The lesson imparted by Newton and Locke and their successors still remains to be carried out and embodied in the subtler inquiries. The bearing upon what constitutes a Mystery, and what constitutes Explanation, or the accounting for appearances, may be expressed thus:—
In the first place, the Understanding can never pass out of its own experience—its acquired knowledge, whether of body or of mind. What we obtain by our various sensibilities to the world about us, and by our self-consciousness, are the foundation, the ABC of everything that we are capable of knowing. We know colours, and we know sound; we know pleasure and pain, and the various emotions of wonder, fear, love, anger. If there be any being endowed with senses different from ours, with that being we can have no communion. If there be any phenomena that escape our limited sensibilities, they transcend the possibility of our knowledge.
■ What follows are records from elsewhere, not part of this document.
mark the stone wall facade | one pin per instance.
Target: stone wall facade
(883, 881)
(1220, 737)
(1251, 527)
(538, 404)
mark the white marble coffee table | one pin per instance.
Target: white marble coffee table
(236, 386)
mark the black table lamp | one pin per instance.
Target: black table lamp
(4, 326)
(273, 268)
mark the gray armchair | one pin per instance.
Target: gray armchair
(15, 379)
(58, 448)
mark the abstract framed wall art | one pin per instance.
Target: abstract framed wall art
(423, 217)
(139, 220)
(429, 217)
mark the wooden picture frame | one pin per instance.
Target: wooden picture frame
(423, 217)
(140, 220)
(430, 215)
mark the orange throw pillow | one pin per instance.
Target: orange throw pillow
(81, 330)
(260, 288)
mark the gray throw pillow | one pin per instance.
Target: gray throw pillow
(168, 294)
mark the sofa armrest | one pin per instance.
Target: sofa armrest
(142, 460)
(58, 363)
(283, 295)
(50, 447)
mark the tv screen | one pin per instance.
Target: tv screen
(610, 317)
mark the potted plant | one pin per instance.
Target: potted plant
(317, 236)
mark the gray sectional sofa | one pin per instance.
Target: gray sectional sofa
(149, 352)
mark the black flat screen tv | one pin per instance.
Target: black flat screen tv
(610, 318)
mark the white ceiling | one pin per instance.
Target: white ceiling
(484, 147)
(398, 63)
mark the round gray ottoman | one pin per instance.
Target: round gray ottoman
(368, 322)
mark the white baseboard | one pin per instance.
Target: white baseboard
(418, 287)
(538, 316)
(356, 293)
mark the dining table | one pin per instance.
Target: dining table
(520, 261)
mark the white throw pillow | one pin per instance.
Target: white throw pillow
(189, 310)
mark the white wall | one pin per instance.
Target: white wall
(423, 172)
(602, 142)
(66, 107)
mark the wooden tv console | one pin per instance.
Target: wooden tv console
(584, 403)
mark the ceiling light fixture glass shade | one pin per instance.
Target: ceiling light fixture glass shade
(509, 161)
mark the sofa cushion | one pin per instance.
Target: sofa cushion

It is necessary, however, to take account of the combining or constructive aptitudes of the mind. We can go a certain length in putting together our alphabet of sensation and experience into many various compounds. We can imagine a paradise or a pandemonium; but only as made up of our own knowledge of things good and evil. The limits of this constructive power are soon reached. We are baffled to enter into the feelings of our own kindred, when they are far removed in character and circumstances from ourselves. The youth at twenty cannot approximate to the feelings of men of middle age. The healthy are unable to comprehend the life of the invalid.
[TIME AND SPACE RELATIVE TO OUR FACULTIES.]
To come to the practical applications. The great leading notions called Time and Space are known to us only under the conditions of our own sensibility. Time is made known by all our actions, all our senses, all our feelings, and by the succession of our thoughts; it is experienced as a continuance and a repetition of movement, sight, sound, fear, or any other state of feeling, or of thinking. One motion or sensation is continued longer than another; or it is more frequently repeated after intermission, giving the numerical estimate of time, as in the beats of the pendulum. In these ways we form estimates of seconds, minutes, hours, days. And our constructive faculty can be brought into play to conceive the larger tracts of duration—a century, or a hundred centuries. Nay, by our arithmetical powers we can put down in cipher, or conceive symbolically (which is the meagrest of all conceptions) millions of millions of centuries; these being after all but compounds of our alphabet of enduring or repeated sensations and thoughts. We can suppose this arithmetical process to operate upon past duration or upon future duration, and there is no limit to the numbers that we can write down. But there is one thing that we cannot do; we cannot fix upon a point when Time or succession began, or upon a point when it will cease.